А моей закаленной натруженной шее ничего не станется, опосля схватки отойдет. Тут, зятек мой дорогой, ошибочку вы давали: я не кобра.
Я — акула.
Милая эта рыбешка всеядна, вечна и непобедима, потому что не чувствует боли. Избавил ее Создатель от этой слабости — не зная боли, акула в бою до последнего вдоха неукротима.
Я — как акула. Не ведаю боли. Если только не прорастает в средостении фасолька по имени Тумор.
Ну а так-то мне на боль плевать.
Поскольку боль связана с любовью. Так же неразрывно, как убийство с коитусом.
Ничего не поделаешь: обязательный ассортимент, как в нашем отделе заказов — шампанское с бельдюгой. Раз уж одарила природа людей радостным безумием любви, то и боль обязательно берите, дорогие граждане.
А коли ты никого, да и себя самого, не любишь, то ты и боли не знаешь.
Если не лопаются в груди жесткие колючие створки серозной фасоли.
Эх, Мариша, вожделенная моя подружка, пропади ты пропадом, помчусь на встречу с глупым зверьком, не смекающим пока, что весь он состоит из чужой любви и собственной острой боли.

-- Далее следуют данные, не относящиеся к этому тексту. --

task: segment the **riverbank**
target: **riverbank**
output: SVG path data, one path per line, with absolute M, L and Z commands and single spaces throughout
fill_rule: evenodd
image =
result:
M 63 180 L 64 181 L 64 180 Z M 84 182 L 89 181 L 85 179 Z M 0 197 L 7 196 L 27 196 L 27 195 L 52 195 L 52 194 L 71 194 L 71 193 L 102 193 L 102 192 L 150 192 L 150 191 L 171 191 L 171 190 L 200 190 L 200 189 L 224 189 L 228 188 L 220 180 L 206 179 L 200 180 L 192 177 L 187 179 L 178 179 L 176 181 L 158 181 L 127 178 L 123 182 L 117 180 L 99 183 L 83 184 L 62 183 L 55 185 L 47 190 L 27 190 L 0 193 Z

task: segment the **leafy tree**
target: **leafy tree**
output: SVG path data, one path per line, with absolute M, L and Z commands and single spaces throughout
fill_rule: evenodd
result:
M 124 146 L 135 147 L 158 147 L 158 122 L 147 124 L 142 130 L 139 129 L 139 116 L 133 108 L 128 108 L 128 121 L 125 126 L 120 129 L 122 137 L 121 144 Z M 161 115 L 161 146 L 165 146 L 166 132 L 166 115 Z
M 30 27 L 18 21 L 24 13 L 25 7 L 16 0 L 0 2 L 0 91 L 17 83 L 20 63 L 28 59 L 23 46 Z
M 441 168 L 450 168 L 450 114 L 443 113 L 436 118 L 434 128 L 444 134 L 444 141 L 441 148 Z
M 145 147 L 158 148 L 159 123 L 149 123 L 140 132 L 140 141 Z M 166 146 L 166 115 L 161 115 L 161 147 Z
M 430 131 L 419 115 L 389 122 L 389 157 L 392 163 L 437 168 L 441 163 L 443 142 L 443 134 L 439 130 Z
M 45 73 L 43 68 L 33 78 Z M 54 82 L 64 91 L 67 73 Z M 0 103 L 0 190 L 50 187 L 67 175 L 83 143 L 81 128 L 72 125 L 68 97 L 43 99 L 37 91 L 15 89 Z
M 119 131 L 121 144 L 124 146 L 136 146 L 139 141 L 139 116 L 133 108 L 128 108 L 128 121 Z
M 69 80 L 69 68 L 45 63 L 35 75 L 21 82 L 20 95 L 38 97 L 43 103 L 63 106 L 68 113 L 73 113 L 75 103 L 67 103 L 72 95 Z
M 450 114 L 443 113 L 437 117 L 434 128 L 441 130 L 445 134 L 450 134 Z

Захлопнул дверь за собой и в лифт вскочил почти на ходу, как когда-то на подножку уезжающего трамвая. Пятнадцать этажей пролетел мой спускаемый аппарат, совершил мягкую посадку в заранее намеченной точке евразийской пустыни, населенной странным народом по имени «руссь», распахнулся шлюзовой люк, и коренное население в лице Тихона Иваныча торжественно встретило меня. Торжественно, но несколько печально.
— Покойник в доме, — сделал он официальное сообщение.
Все-таки общий развал дисциплины в державе и на нем, старой служивой собаке, сказался: знает ведь, сторожевой, что по уставу в рапорт по лагерю включаются не только умершие, но и направленные в больницу, и выведенные за зону на общие работы, но — ленится, конвойный пес, докладывать все, отделывается клубничкой.
— Что — скоропостижно? Без причастия? — ахнул я.
— Оне не причащаются, — треснул в улыбке подсохший струп его рта. — Яврей из девяносто шестой квартиры, Гиршфельд им фамилия…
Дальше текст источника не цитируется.